Quality Starts with Survey Design: Tips for Better Surveys

Marketing researchers are all facing two important challenges to data quality. First is the question of representativeness: with response rates plummeting, we need to make surveys shorter, more engaging, and easier for respondents to complete. Second is the issue of data accuracy: we must make sure that survey questions measure what we think they measure.

If you want to make surveys more accurate and representative, it all comes down to survey design. You need to think carefully about the survey design and how quality is expressed and impacted throughout all phases of the research project. When you get in the habit of thinking about quality at all phases of a study—from design to implementation to analysis of results and feedback—the payoff will be clear.

First Steps First

It sounds obvious, but the first quality check is to take your survey. Clients, researchers, analysts—everybody on board should complete the survey. Be sure to ask some people who are not familiar with the project to complete it as well. How does it feel to be on the other side? Talk through the questionnaire as a group. Look for areas that need more focus or clarification. Seek recommendations to improve the survey. Encourage the group to advocate for changes and explain why the changes are important. And be sure to use a variety of devices and operating systems to understand how the survey performs in different situations.

Conduct a pretest to get feedback from respondents. You don’t have to complete many pretest surveys, but you should have at least a few “real,” qualified respondents complete the survey. Additionally, they should be answering questions about the survey’s design properties, ease of use, and any other issues they had with the survey. By all means, use survey engagement tools when feasible, but don’t fall into the trap of letting the droids rule the analysis. You need the human touch from real respondents, as well. (Don’t forget to clear the pretest respondents before you fully launch the survey.
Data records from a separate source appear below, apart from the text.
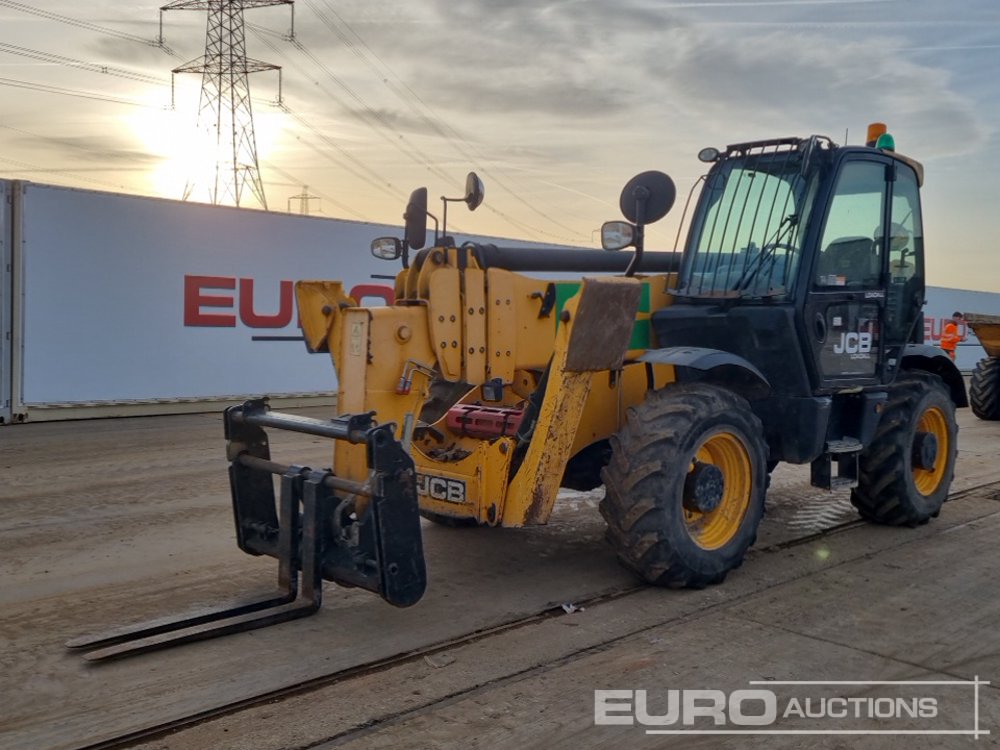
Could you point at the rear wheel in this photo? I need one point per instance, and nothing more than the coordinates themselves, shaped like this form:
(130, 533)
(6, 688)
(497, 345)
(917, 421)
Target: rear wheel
(984, 390)
(906, 471)
(685, 485)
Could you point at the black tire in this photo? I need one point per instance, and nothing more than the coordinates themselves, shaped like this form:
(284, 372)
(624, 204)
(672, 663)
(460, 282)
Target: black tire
(984, 389)
(652, 459)
(892, 488)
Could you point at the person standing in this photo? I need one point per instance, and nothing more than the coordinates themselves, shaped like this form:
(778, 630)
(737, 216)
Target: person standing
(949, 335)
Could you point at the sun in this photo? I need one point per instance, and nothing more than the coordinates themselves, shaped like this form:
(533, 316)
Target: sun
(186, 155)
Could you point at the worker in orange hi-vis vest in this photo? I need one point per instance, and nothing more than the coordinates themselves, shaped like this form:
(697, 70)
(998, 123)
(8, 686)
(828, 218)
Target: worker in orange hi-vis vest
(949, 335)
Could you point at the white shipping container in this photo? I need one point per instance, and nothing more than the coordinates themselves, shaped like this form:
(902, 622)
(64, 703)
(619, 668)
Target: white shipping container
(133, 300)
(942, 303)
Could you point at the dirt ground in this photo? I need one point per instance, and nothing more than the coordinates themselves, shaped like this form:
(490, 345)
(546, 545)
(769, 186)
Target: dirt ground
(104, 522)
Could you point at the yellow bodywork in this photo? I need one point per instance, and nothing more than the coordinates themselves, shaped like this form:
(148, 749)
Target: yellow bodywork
(453, 322)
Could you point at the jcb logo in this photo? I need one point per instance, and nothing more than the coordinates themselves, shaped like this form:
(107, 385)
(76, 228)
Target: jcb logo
(854, 343)
(441, 488)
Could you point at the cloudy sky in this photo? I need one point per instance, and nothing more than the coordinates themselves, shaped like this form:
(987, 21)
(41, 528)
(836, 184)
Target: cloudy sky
(555, 103)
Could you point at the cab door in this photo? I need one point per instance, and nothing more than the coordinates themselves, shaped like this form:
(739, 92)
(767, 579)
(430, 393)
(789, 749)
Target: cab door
(845, 307)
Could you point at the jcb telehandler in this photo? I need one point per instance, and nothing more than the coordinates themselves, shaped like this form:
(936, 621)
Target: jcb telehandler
(787, 330)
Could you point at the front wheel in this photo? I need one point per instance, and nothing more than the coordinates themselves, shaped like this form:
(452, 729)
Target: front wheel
(685, 485)
(905, 473)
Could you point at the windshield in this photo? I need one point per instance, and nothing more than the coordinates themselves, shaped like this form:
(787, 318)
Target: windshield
(747, 229)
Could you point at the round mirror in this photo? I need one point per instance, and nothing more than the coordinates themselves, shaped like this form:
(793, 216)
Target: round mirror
(416, 219)
(474, 191)
(647, 197)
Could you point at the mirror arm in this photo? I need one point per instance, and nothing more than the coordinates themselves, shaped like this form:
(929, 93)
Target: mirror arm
(641, 194)
(436, 225)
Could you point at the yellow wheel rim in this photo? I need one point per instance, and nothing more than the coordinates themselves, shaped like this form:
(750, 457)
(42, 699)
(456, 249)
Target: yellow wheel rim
(716, 528)
(934, 422)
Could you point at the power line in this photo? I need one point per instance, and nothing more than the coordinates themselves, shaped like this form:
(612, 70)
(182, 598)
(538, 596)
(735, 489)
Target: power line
(50, 57)
(431, 119)
(225, 110)
(78, 93)
(358, 168)
(82, 24)
(28, 167)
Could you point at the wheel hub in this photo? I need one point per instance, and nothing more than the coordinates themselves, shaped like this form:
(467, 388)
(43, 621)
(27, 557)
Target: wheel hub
(704, 488)
(925, 450)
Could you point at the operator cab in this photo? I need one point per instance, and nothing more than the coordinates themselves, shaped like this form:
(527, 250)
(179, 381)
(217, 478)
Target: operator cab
(787, 246)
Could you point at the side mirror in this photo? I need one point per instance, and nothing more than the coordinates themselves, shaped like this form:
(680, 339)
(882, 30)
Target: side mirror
(617, 235)
(647, 197)
(387, 248)
(416, 219)
(475, 191)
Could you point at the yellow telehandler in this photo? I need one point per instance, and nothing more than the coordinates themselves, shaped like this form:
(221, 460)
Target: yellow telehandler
(786, 330)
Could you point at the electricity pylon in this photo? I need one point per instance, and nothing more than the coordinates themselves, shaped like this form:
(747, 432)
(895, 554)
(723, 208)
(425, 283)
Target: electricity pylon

Or you can clear the responses or filter them out of the final results.)

Use technology to test for data quality. A computer application is great at metrics, scoring and summarizing responses. It can measure survey engagement by tracking rates of abandonment and speeding and measure experience quality via respondent ratings. The average length of time to complete the survey is also a key metric. Use technology as a predictive tool before launching the survey to evaluate engagement levels and suggest improvements.

Frequent Challenges

As you get in the habit of performing quality checks, be on the lookout for these common issues that will lead you to improve your survey design:

Is the survey user-friendly?

  • Beware of “survey fatigue.” Split long surveys into many short pages.
  • Make survey language more consumer-friendly and conversational and less “research-y.”
  • Does the language used on buttons and error messages match the survey language?
  • Validate questions for the correct data type and tie validation to relevant error messaging that tells how to fix the response.
  • Use a progress indicator to show how far the respondent is from completion.

Does the survey flow?

  • Improve the logical flow of the questions and watch out for redundancies.
  • Make sure the question type matches what you are looking for. Close-ended questions are ideal for analysis and filtering purposes.
  • Test your logical paths. When designing page skips, you don’t want unexpected branching to happen.
  • Use required questions for “must get” answers, so the respondent can’t move on without completing them. Be careful about making too many questions required, however, as respondents can become frustrated and break-off before completing the survey.

Is your survey design mobile-capable? While 40% of all survey responses are completed on a mobile device, a recent study reported that half of surveys are not mobile-capable, much less mobile optimized. Design your survey to work on mobile devices:

 

  • Make sure that short page questions fit on the screen.
  • Minimize scrolling whenever possible.
  • Check for comment box sizing problems and row-width for matrix question labels.

 

Remember, quality control should never be an afterthought; you must have an established quality control process for surveys. This process must specify the quality review responsibilities of each survey reviewer. One or more team members should be responsible for evaluating respondent-level data. The quality control process should review the survey design end-to-end to focus on maximizing both technological efficiency and respondent experience for optimal data quality.